An Ohio developer received a rude awakening Wednesday about what may be allowed to be built on a 12.2-acre former pig farm in Lake Mary that it took a majority stake in last week.
Capital Investment Group of Cincinnati, which wanted to build 300 apartments on the property along International Parkway, was told by Seminole County planners the proposed unit count may not be consistent with the future land use designation for that property.
Currently, the allowance for residences falls between 100 and 200, said Jonathan Martin of Kimley-Horn and Associates, which is representing Capital Investment.
Other uses in the proposed project -- a 200-room hotel, an 80,000-square-foot office building, a 15,000-square-foot restaurant and 40,000 square feet of retail space -- are still allowed, Martin said.
Martin and Gregg Fusaro, a partner with Capital Investment who joined the pre-app meeting remotely via conference call, tried to make a case that the permitted uses from 2006 -- when original plans were first submitted -- should stand. Martin said there was "a huge disconnect" between what was allowed a decade ago and what is allowed now.
But county staff confirmed Wednesday that a comprehensive plan amendment regarding density in the Future Land Use Map was adopted by county commissioners in December 2008, before the applicant had their Planned Development amendment approved in January 2009.
"It is unfair for a developer under a Planned Development to think it has approval and that has changed," Martin said. "The owner would like the flexibility to come in with a clean slate and not have to go through all the approvals."
Discussed was the option of meeting with county commissioners on an individual basis to familiarize them with the situation, or requesting a major amendment to the county's land use plan.
Martin said he would discuss options with his client. Fusaro did not respond to requests for comment.
The property, which was initially approved as the "Gunter Village" planned development, is at 3300 International Pkwy just north of Colonial Town Park, and south of the ramp that leads to S.R. 417.
The parcel used to be a pig farm owned by Max Gunter, who on his deathbed about 15 years ago snubbed his family by simultaneously adopting an orphan he had bonded with and willed the land to the man, Rene Hargis.
As a young man, Hargis had killed some of Gunter's pigs, but returned years later to confess.
He was told by Gunter to get out on the property and work the land to make amends.
When Max Gunter died a few years later, Hargis changed his name to Max's, in homage to his benefactor.
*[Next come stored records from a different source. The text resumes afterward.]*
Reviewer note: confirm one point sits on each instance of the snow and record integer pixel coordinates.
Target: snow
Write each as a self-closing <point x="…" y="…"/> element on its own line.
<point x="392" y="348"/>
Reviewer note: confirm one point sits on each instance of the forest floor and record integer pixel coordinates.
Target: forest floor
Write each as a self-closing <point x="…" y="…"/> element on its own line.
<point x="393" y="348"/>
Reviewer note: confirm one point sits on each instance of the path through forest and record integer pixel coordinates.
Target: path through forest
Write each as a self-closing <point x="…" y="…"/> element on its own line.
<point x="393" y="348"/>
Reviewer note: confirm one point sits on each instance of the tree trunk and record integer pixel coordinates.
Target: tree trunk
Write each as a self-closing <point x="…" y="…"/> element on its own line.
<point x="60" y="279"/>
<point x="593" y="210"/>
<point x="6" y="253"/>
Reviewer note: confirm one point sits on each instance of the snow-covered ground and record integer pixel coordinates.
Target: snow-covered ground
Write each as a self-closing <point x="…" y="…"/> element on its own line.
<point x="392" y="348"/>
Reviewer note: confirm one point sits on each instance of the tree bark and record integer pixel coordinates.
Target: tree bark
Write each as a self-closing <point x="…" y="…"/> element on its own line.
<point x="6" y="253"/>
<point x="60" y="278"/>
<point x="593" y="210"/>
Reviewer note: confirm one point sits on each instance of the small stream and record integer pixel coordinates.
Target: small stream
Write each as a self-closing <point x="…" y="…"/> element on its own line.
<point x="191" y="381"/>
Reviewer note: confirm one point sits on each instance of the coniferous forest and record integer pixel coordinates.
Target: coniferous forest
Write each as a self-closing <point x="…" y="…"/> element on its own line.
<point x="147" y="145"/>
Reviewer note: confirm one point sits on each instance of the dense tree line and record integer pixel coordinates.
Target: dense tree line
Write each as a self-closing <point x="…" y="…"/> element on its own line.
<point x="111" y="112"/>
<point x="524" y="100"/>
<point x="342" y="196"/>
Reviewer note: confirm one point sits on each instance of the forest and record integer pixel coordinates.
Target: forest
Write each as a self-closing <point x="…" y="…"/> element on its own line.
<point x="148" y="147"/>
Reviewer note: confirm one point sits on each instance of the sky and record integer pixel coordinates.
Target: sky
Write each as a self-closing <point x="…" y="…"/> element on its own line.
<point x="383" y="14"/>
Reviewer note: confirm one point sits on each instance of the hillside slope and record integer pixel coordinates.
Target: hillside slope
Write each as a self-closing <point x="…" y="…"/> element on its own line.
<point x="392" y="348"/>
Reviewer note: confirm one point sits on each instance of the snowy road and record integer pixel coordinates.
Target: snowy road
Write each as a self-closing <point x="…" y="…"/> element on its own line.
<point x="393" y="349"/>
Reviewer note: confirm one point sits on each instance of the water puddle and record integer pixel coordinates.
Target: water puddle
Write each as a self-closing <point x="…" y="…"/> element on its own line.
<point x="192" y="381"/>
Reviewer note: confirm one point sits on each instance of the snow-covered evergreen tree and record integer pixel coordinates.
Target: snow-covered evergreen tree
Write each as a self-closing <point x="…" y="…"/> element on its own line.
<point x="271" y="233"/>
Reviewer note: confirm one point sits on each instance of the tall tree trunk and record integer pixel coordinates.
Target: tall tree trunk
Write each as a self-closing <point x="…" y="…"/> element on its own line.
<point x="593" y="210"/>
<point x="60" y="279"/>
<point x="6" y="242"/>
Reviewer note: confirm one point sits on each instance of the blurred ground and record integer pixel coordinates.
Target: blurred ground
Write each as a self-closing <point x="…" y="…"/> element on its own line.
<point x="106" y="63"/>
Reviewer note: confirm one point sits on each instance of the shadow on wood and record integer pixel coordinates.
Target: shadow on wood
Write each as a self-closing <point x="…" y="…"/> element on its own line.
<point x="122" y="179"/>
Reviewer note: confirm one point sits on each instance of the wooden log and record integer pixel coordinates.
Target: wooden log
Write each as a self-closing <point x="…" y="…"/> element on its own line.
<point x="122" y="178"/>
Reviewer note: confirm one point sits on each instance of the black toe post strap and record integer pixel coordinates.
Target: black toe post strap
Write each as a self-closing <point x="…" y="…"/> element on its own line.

People called him "ReneMax."
Hargis disbanded the pig farm and entered into an agreement with a Tennessee developer just before the market crashed, which stopped the building plans.
The property ended up in foreclosure and Hargis got in touch with attorney Tucker Byrd, who had represented him in the will dispute, and together, they were able to restructure the loan and hold on to the property. Byrd's fee was partial ownership in the land.
Capital Investment Group entered the picture fortuitously, Byrd said. "They were looking for nice properties and fell in love with this one."
In return for an equity infusion, Capital Investments took a 75 percent stake in the property.
Plans are for Capital Investment to develop the apartments, while the firm also works with Hargis and Byrd to prepare the rest of the property for building. Tucker said the resultant pads will be sold off or leased.
Capital Investment bought the majority stake from Richbyrd Gunter LLC, an entity whose principles are Charley Max Gunter of Sorrento and Byrd of Winter Park, who was at personal injury law firm Morgan & Morgan before starting his own practice in Winter Park.
Capital Investment paid $5.99 million for the majority stake in the parcel.
Richbyrd Gunter LLC paid $7.96 million for the property, records show.